Me refiero, claro está, a SM Juan Carlos I, el Bobón de Higgs (aunque algunos prefieren denominarlo “Caudillo de Higgs”), que durante más de treinta años, ahora y siempre, ha atraído para sí a las fuerzas vivas de España, las ha integrado y les ha enseñado a sumar en lugar de matarse a hostias, como siempre hacían. Miren cómo a todo el mundo le cae bien SM -pues nadie le critica ni cuenta aspectos incómodos de su trayectoria- cómo todos tratan de acercarse a él, siempre revoloteando en plan pelotillero. Tan atractivo resulta el Bobón que la única manera de que lo alejen de uno es entrar en la cárcel, como Mario Conde, Javier de la Rosa, Manuel Prado, … Está claro, Juan Carlos I es el individuo primordial, la Argamasa de España. Sin el Bobón España nunca podría existir y, lo que es peor, no habría ganado ninguna Eurocopa. A ver si nos enteramos, coño.
Si quieren que les diga la verdad, y desde el más absoluto desconocimiento (sobradamente acreditado a estas alturas), a mí todo el rollo este de los bosones y las partículas fundamentales me huele a chamusquina, por contrario al sentido común. ¿Qué es eso de las leyes de la probabilidad y de que la respuesta sea “tal vez”? ¿No estaremos creando entre todos un nuevo bluff, como el “éter” del siglo XIX –que, supuestamente, lo explicaba todo, y luego se acabó demostrando que no existía-? ¿No deberían gastarse todas las subvenciones públicas que ahora se otorgan pródigamente a los depositarios de la ciencia dura para cuadrar los porcentajes de “mira cómo gasta España en I+D” en algo más útil, por ejemplo en mí?
Y luego está, claro, el terrible peligro de que accidentalmente, como en las mejores películas de serie B, el atrevimiento científico llegue al habitual extremo de destruir la Tierra.

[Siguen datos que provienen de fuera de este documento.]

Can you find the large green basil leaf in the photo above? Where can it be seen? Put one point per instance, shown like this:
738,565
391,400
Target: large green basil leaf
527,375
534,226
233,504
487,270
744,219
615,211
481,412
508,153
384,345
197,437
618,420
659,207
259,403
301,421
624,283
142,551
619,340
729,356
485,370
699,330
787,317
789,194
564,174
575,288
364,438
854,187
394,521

El procedimiento, indudablemente imaginativo, se basa en generar un agujero negro que engullera todo el planeta y quién sabe qué más, como ya han avisado no uno, ni dos, sino hasta ¡tres! científicos desconocidos y con ansia de notoriedad. Ándense con cuidado, no vaya a ser que por la gracia del jodido Bobón un agujero negro engulla su piso y se enfrente Usted al pago de una hipoteca de 50 años más una segunda hipoteca del nuevo piso que indefectiblemente tendría que adquirir. ¡Científicos, dejad de jugar a ser dioses, dejad de crear agujeros negros, de practicar abortos y de impartir Educación para la Ciudadanía!